Au Québec, une femme sur trois âgée de plus de 16 ans a été victime d'agression sexuelle. Une femme sur trois, cela signifie qu'il y a un nombre tout aussi choquant d'agresseurs.

La culture du viol existe bel et bien. Il y a les femmes meurtries à petites doses par les violences ordinaires, qui les obligent à changer la serrure de la maison, par peur que l'ex ne vienne les agresser ; celles qui, dégoûtées par le patron qui essaie constamment de les peloter, préfèrent démissionner ; les femmes qui n'en peuvent plus de se faire siffler dans la rue comme le chien du voisin ; celles droguées à leur insu au GHB.

Puis, l'histoire terrible d'une amie violée alors qu'elle était intoxiquée.

Elle m'a tout raconté, froidement, replongée dans le même état psychique que pendant le viol, son esprit envolé, détaché de son corps qui ne lui appartenait plus parce qu'un homme avait décidé de se l'approprier violemment pour assouvir ses pulsions les plus obscures. Un récit à glacer le sang.

Soudainement, les larmes ont surgi, non pas sur son visage, mais sur le mien. Moi, avec mes 6 pieds 4 pouces, ex-policier, coach de football, j'étais terrassé, impuissant devant ce qu'elle avait vécu. Une douleur si minime comparée à sa souffrance. Je prenais, une fois de plus, conscience de mes privilèges de mâle.

Cette culture du viol est intrinsèquement liée à celle du silence et nous y participons tous, particulièrement nous, les hommes. Toutes ces fois où nous offrons un verre à une femme avec l'idée de lui faire perdre la tête pour favoriser les rapprochements sexuels...

N'est-ce pas le type de masculinité qu'on nous apprend depuis l'adolescence : pour devenir un homme, en plus d'être fort, il faut par tous les moyens perdre notre virginité pour éviter la honte et être enfin un homme, un vrai ? Les mâles multipliant les conquêtes sont vénérés et enviés, alors qu'on diabolise les femmes qui en font autant.

Les films, les publicités, internet, la musique nous enfoncent dans la gorge l'objectification sexuelle de la femme. On colle aux femmes cette image à coup de milliards de dollars, invitant l'homme à les consommer comme une chose due, un corps procurant une gratification instantanée. Ce même corps dont sera si cruellement et violemment dépossédée mon amie. Les boys, réveillez-vous ! Nous avons tout faux !

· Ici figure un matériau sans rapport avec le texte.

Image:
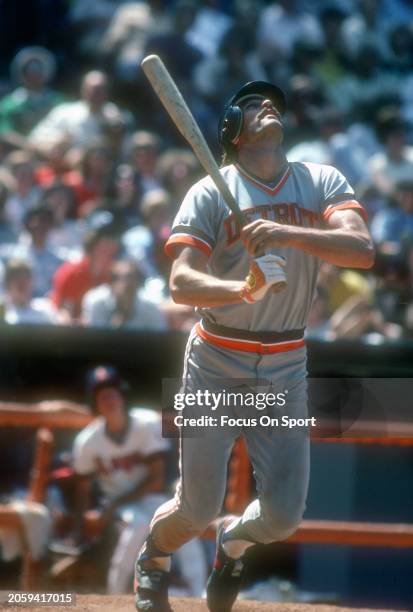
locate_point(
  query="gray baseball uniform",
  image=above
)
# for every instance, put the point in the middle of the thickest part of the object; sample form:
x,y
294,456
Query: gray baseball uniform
x,y
262,340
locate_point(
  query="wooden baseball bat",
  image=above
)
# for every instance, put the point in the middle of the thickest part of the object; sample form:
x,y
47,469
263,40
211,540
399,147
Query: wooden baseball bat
x,y
173,101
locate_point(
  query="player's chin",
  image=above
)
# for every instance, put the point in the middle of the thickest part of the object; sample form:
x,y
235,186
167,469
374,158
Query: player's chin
x,y
274,126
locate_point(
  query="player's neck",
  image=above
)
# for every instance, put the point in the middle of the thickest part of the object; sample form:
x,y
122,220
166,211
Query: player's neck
x,y
117,428
264,163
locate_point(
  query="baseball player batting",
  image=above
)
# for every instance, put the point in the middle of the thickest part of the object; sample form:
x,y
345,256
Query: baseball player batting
x,y
299,213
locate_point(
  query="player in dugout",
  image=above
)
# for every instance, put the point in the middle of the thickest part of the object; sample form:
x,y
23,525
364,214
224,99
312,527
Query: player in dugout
x,y
253,287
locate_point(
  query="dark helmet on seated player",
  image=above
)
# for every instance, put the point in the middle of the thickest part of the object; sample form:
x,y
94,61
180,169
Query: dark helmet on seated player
x,y
101,377
231,121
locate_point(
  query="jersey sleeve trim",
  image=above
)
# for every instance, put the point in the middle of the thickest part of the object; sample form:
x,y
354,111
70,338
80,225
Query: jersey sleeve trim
x,y
347,205
188,240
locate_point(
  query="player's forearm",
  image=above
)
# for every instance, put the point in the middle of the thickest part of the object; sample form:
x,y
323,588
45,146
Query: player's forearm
x,y
339,247
200,289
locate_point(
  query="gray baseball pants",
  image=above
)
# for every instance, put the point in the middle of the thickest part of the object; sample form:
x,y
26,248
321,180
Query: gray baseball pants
x,y
279,456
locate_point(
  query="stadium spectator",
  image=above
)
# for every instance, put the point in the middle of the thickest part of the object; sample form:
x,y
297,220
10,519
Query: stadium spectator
x,y
395,162
177,170
81,121
91,181
126,37
26,193
33,247
179,54
127,192
144,243
54,162
32,68
144,153
339,286
18,305
7,234
67,232
73,279
120,304
124,450
395,223
209,26
366,25
220,75
282,24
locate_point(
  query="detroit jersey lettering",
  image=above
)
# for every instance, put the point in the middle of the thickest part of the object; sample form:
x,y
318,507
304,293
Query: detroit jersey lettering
x,y
305,195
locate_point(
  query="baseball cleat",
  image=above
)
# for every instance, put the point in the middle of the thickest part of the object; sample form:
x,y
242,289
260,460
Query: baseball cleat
x,y
151,589
225,579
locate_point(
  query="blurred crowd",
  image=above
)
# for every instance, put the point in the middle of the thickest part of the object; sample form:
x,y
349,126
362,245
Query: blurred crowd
x,y
92,171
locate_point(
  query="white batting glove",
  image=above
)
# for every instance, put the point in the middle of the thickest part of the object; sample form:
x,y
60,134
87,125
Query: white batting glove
x,y
266,272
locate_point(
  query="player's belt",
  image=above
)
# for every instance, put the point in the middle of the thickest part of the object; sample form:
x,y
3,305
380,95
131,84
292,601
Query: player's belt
x,y
249,341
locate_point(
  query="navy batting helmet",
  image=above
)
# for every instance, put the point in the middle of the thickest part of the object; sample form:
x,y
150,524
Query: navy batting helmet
x,y
101,377
230,124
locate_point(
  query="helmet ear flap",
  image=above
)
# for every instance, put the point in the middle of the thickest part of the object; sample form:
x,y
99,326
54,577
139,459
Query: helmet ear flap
x,y
231,125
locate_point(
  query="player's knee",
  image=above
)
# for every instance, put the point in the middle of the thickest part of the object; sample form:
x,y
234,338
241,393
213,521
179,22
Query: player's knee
x,y
281,519
201,517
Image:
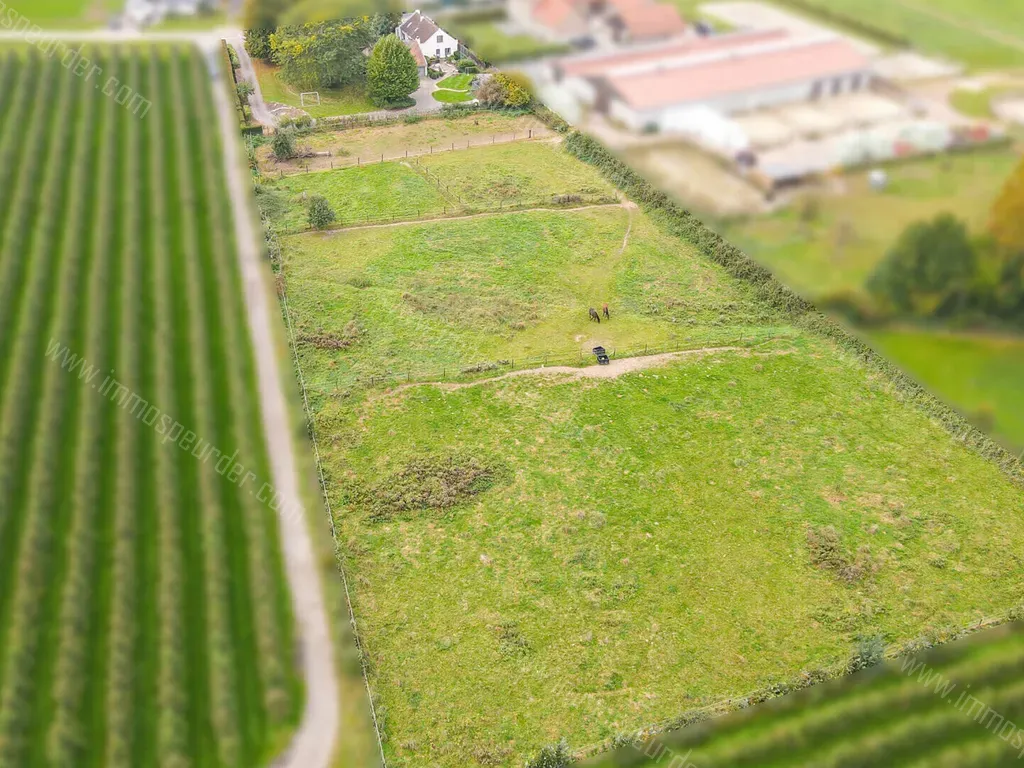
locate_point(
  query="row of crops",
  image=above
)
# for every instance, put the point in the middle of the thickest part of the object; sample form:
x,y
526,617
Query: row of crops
x,y
961,705
144,619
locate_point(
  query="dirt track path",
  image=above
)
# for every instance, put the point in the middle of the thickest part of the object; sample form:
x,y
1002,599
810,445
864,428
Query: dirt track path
x,y
312,744
613,370
410,222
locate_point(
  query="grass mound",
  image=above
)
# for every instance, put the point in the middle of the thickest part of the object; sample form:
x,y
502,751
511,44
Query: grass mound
x,y
428,483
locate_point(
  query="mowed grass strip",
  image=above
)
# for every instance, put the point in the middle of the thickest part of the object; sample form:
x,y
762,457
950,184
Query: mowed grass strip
x,y
843,718
373,193
130,636
643,548
452,294
517,172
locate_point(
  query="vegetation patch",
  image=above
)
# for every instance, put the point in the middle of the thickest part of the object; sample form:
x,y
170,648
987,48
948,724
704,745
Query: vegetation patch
x,y
428,483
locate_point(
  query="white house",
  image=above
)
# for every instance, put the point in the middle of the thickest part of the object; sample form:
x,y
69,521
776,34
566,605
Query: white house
x,y
432,39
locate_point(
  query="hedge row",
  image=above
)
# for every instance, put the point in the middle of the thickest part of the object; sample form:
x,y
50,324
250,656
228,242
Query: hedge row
x,y
736,263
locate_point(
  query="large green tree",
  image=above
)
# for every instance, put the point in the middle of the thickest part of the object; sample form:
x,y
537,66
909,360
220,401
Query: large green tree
x,y
391,72
328,54
931,269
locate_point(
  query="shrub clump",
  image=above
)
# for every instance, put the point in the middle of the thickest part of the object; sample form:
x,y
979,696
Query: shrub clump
x,y
553,756
428,483
828,553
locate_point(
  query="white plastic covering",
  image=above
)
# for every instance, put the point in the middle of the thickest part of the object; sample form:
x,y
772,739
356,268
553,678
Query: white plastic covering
x,y
707,127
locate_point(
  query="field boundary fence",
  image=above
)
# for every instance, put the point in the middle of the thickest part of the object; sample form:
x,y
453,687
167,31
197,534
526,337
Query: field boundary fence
x,y
566,202
581,358
337,162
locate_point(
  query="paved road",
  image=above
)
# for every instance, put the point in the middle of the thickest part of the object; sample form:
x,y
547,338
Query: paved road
x,y
260,112
314,739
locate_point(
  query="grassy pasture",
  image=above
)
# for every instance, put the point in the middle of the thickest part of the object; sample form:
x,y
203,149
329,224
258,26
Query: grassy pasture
x,y
144,619
416,137
531,171
457,82
376,190
454,294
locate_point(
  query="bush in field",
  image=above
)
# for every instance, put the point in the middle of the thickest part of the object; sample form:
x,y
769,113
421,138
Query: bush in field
x,y
504,90
258,43
283,144
553,756
391,72
321,213
870,651
931,269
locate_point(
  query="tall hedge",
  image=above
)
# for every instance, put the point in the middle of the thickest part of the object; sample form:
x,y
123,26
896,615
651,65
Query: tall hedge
x,y
391,72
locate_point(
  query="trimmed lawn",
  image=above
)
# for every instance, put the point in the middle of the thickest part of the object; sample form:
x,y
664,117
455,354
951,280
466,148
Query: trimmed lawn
x,y
515,172
453,97
376,192
453,294
899,713
853,231
639,546
541,556
978,103
457,82
977,374
418,136
334,101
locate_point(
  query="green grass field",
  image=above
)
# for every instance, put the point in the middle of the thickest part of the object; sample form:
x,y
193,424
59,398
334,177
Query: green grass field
x,y
144,619
453,97
981,34
926,711
839,251
334,101
373,192
532,171
542,556
978,374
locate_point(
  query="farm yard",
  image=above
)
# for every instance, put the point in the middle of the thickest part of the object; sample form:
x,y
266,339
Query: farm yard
x,y
570,552
144,619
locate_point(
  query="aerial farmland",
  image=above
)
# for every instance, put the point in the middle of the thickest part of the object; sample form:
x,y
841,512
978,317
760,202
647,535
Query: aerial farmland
x,y
543,548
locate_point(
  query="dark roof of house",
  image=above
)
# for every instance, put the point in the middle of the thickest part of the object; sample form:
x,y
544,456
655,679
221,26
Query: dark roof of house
x,y
419,27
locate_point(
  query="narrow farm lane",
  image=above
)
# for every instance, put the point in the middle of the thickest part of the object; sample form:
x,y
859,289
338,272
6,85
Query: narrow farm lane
x,y
314,739
261,114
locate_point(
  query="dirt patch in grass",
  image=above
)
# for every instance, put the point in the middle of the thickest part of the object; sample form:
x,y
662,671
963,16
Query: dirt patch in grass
x,y
828,553
429,483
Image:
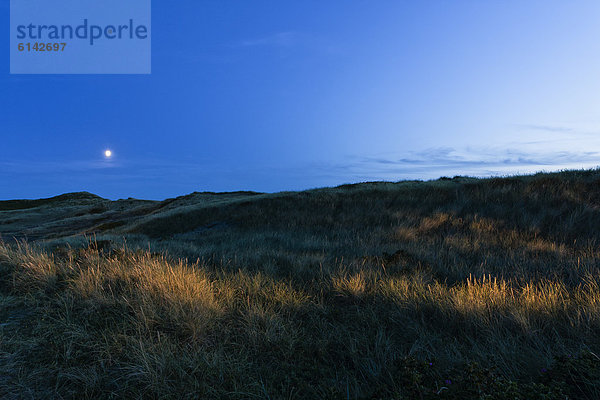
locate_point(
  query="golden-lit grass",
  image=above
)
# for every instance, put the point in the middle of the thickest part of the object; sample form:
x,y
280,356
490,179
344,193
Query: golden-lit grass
x,y
457,289
137,324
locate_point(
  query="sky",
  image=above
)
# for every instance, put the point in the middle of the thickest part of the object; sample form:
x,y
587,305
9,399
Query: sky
x,y
291,95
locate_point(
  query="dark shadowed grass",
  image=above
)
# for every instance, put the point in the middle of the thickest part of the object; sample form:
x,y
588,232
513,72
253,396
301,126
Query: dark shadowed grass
x,y
460,288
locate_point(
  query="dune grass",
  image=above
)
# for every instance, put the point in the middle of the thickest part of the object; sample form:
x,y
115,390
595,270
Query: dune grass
x,y
457,289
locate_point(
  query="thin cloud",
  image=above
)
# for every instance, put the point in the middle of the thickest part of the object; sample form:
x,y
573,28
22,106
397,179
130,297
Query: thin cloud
x,y
546,128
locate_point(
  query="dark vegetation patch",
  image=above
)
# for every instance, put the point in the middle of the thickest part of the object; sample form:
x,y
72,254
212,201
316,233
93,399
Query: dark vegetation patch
x,y
458,288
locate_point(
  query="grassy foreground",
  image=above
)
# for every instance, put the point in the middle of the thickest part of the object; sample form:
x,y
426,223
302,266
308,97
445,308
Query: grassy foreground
x,y
458,289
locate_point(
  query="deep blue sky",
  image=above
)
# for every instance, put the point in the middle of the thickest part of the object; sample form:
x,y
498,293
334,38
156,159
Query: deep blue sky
x,y
286,95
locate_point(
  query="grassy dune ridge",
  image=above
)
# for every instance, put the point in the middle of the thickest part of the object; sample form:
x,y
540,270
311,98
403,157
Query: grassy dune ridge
x,y
455,288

Les articles et les commentaires sur les réseaux sociaux alimentent le préjugé qui veut que les femmes « auraient dû prendre les bons moyens » pour se protéger : promenez-vous avec vos clés bien hérissées entre vos doigts au cas où, ayez une amie alerte lors de soirées trop arrosées, soyez accompagnée pour un premier rendez-vous, ne vous habillez pas de manière trop suggestive, comme des policiers l'ont récemment conseillé à des élèves du collège Villa-Maria.

Le droit de cuissage du Moyen-Âge existe encore tandis que les hommes bénéficient toujours d'un passe-droit ! Comment s'étonner que plus de 90 % des victimes d'agressions ne portent pas plainte et se culpabilisent à tort, ébranlées à vie par le traumatisme subi ? Et je n'aborde même pas la violence du système judiciaire à l'égard des victimes d'agression sexuelles.

Moi, je pense à ma petite fille. Si j'infuse constamment en elle l'idée qu'elle peut se défendre contre les agresseurs, ne suis-je pas en train de lui dire qu'ultimement, elle sera l'unique responsable d'une possible agression ?

UN RÔLE À JOUER

La culture du viol a plusieurs visages. Nous avons tous un rôle à jouer : écouter les victimes, sermonner nos chums de gars qui font des blagues sexistes ou adoptent des comportements à la Marcel Aubut. Comprendre la véritable nature d'un consentement. Arrêter de nier l'existence de la culture du viol qui, bien sûr, ne fait pas de nous tous des agresseurs.

Mais arrêtons d'utiliser notre passe-droit, les boys, nous avons besoin d'assumer notre responsabilité en tant qu'homme et d'avoir cette conversation. Comme celle que je vais avoir avec mon petit bonhomme d'amour, un véritable superhéros en devenir.